National Training Center, Fort Irwin, California
March 8, 2011, 0700 Hours Local Time

Shortly after 0700, Alpha Troop’s 1-and 2-Teams, Charlie Troop’s 2- and 6-Teams, and Commander Dave Loeser and his Red Squadron executive officer, Lieutenant Commander Joey Tuzzalino, assembled in the lobby of the Landmark Inn, the only hotel located on the Fort Irwin grounds. They were all dressed in Army combat uniforms (ACUs) patterned in tan, green, and brown multicam. The ACUs bore an ID strip on the chest of their combat vest and infrared-readable American flags sitting on their right shoulder above the tab that identified the men as members of the Twenty-Seventh Civil Affairs Company, a unit that does not exist. Their rank tabs were all the same: E-5.

The only visual elements that differentiated them from regular Army troops were their appearance—they wore their hair longer than most Soldiers, and a few had facial hair—and the weapons they carried: instead of Colt M4s, they had suppressed piston-driven HK416s and the short-barreled LWRCI 7.62 rifles known as JKWs, and instead of Berettas, Sig-Sauer and HK semiautomatic pistols. You had to look twice to pick up on those subtleties.

Which was the idea. Clad as they were they looked no different from the thousands of Soldiers who used the Fort Irwin National Training Center for their predeployment urban combat training. The NTC, a hundred miles west of Las Vegas in California’s vast San Bernardino Desert, comprised roughly one thousand square miles of sand dunes, flatlands, and mountainous terrain in many ways similar to the topography of Iraq and portions of Afghanistan. Its airspace was restricted. Communications were ideal owing to the uncluttered electromagnetic spectrum in the sparsely populated region.

The site had been used by the military on and off since 1940, when President Franklin D. Roosevelt first established an anti-aircraft range there. In 1942 the location was named after Major General George LeRoy Irwin, who commanded the 57th Field Artillery Brigade during World War I.

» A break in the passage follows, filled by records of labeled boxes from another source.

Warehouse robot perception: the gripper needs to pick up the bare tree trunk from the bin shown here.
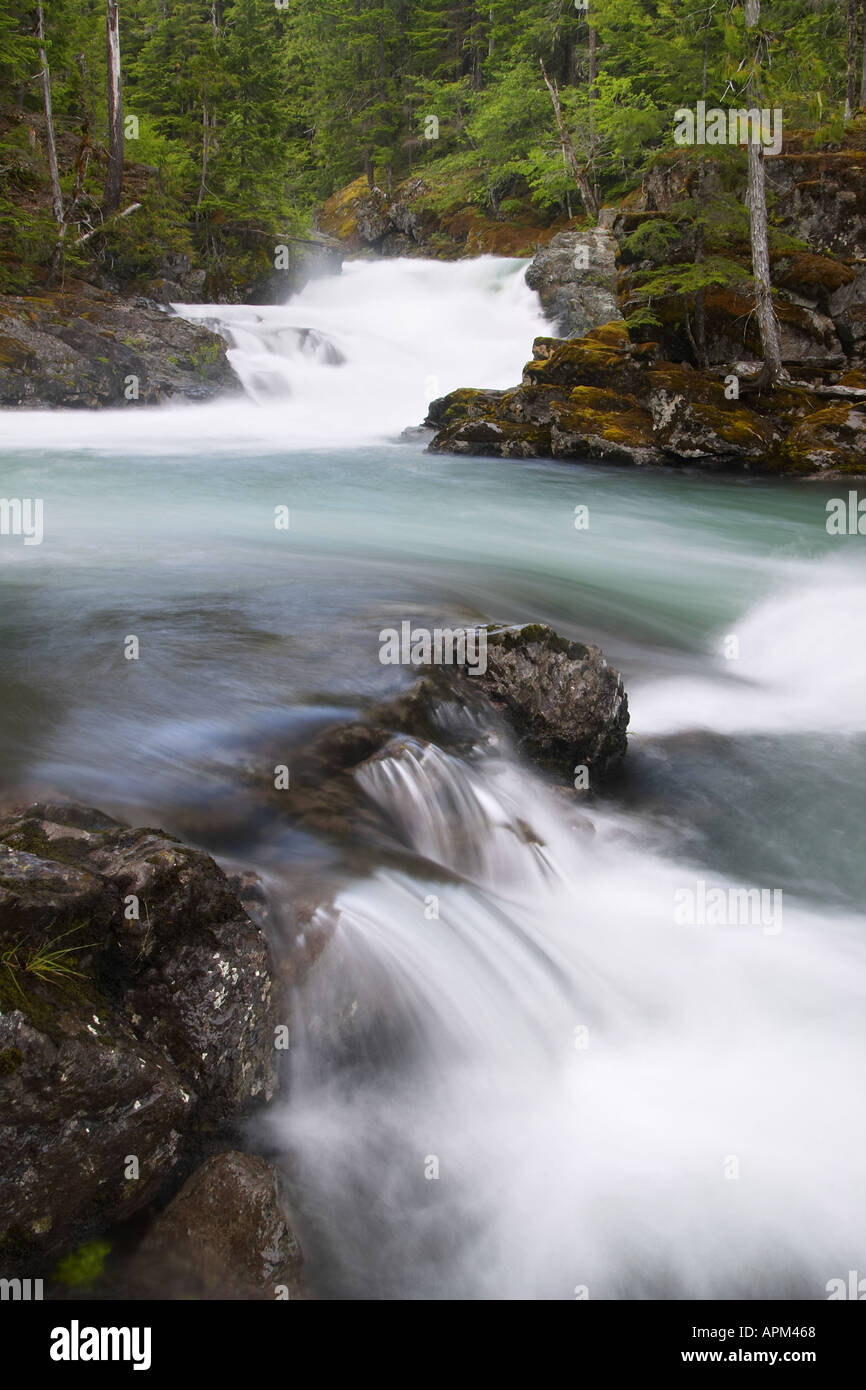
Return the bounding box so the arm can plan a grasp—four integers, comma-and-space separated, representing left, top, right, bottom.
36, 0, 65, 230
845, 0, 858, 121
196, 101, 210, 207
106, 0, 124, 213
538, 58, 598, 220
745, 0, 787, 388
749, 140, 785, 386
695, 23, 709, 370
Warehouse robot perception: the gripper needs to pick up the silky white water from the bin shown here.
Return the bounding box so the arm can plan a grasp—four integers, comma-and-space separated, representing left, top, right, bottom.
0, 260, 866, 1300
3, 256, 548, 450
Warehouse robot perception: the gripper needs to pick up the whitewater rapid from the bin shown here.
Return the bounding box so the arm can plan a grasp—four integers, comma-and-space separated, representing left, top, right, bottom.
0, 257, 866, 1300
3, 256, 549, 452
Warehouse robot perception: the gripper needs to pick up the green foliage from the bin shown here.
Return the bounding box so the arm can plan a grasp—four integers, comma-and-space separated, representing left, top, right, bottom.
0, 0, 845, 289
54, 1240, 111, 1290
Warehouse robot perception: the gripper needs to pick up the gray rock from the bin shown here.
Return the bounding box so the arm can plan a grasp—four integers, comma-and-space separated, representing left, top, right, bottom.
527, 227, 623, 338
828, 267, 866, 357
0, 805, 277, 1254
120, 1152, 307, 1300
0, 281, 240, 409
471, 623, 628, 784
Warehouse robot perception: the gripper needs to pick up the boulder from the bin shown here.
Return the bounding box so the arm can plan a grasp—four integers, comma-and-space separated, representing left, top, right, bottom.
527, 227, 621, 338
0, 281, 240, 410
466, 623, 628, 785
0, 805, 277, 1254
120, 1151, 306, 1300
428, 318, 866, 473
264, 623, 628, 845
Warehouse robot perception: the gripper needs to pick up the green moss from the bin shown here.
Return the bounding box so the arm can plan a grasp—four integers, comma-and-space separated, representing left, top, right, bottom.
53, 1240, 111, 1290
0, 1047, 24, 1076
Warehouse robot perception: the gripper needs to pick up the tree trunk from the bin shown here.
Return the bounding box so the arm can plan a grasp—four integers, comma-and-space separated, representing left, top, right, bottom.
36, 0, 65, 227
106, 0, 124, 213
745, 0, 787, 389
845, 0, 858, 121
196, 101, 210, 207
538, 58, 598, 220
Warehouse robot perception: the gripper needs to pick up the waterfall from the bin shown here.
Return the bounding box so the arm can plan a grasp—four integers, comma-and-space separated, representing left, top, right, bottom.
4, 256, 549, 452
268, 728, 866, 1300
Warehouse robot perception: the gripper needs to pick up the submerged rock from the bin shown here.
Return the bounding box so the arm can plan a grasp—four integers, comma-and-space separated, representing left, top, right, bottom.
0, 805, 277, 1257
527, 227, 621, 338
428, 322, 866, 473
467, 623, 628, 783
120, 1152, 306, 1300
274, 623, 628, 848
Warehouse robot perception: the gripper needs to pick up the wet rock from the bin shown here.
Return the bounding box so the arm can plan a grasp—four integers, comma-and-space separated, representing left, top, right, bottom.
466, 623, 628, 784
0, 281, 240, 409
0, 805, 277, 1252
527, 227, 621, 338
275, 624, 628, 848
428, 318, 866, 473
120, 1152, 307, 1300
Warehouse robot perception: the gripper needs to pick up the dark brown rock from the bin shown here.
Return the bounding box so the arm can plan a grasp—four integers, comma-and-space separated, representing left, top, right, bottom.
0, 805, 275, 1254
0, 282, 240, 410
120, 1152, 307, 1300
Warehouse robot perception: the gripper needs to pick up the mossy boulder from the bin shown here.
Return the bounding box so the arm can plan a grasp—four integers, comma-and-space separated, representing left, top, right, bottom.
428, 322, 866, 473
783, 402, 866, 473
0, 803, 275, 1259
0, 281, 240, 409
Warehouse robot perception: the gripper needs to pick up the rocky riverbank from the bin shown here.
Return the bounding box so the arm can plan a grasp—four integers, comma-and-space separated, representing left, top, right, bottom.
0, 624, 628, 1298
0, 238, 342, 410
425, 320, 866, 475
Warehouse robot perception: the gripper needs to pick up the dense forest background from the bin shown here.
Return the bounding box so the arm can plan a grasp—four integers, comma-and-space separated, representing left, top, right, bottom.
0, 0, 866, 292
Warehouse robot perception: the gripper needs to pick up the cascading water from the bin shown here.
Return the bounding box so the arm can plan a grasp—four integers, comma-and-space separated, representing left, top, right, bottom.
264, 722, 866, 1298
0, 259, 866, 1298
4, 256, 548, 449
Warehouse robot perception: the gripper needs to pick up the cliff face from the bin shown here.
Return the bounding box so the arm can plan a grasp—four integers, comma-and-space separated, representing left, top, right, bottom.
427, 322, 866, 474
425, 142, 866, 474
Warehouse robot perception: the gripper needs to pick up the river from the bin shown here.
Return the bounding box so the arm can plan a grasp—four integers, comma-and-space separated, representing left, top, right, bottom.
0, 257, 866, 1300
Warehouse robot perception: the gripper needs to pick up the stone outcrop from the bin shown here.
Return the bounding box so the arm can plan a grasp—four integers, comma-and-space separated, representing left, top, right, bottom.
427, 322, 866, 474
0, 282, 240, 410
527, 227, 623, 338
0, 805, 277, 1258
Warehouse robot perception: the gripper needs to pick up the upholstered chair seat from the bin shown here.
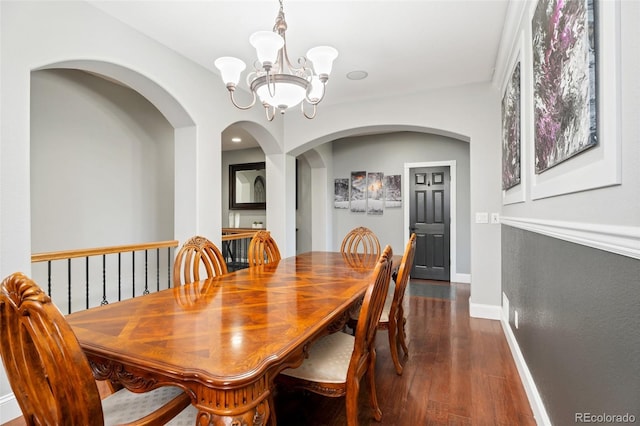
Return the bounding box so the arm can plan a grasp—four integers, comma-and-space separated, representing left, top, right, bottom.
281, 332, 355, 383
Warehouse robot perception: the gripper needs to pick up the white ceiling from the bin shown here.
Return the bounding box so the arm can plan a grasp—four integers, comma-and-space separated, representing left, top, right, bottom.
89, 0, 509, 149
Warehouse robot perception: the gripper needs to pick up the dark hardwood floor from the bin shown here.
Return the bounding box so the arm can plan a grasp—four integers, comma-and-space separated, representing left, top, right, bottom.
276, 280, 536, 426
5, 280, 536, 426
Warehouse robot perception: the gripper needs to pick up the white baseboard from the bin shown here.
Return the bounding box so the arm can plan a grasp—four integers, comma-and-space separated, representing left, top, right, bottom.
500, 317, 551, 426
469, 301, 502, 320
0, 393, 22, 424
449, 273, 471, 284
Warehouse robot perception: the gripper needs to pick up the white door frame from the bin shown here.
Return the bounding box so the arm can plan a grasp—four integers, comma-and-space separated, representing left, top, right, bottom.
402, 160, 462, 282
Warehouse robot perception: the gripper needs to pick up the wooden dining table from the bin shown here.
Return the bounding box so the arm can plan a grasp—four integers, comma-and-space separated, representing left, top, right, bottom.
67, 252, 388, 425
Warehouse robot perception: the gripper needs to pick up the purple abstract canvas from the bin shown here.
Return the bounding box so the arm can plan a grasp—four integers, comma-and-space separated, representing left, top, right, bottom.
502, 62, 520, 189
531, 0, 598, 173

During the Cold War, Fort Irwin was one of the Army’s key armor and artillery training sites. The NTC was activated in 1979, and a resident opposing force was brought in to challenge incoming units. In the early 1990s, with the realization that much of future combat would occur in urban environments, unlike the great land war against the Soviets, the NTC instituted a curriculum dubbed MOUT (Military Operations in Urban Terrain) in December 1993.

Since 2005 Fort Irwin and the NTC had been designated the Army’s main training facility for urban operations training. Many of the local residents had been hired to role-play during the field exercises. Visiting Army linguists got to practice their language skills by donning Afghan or Iraqi dress and confronting the trainees in Pashto, Urdu, Dari, Arabic, and Farsi.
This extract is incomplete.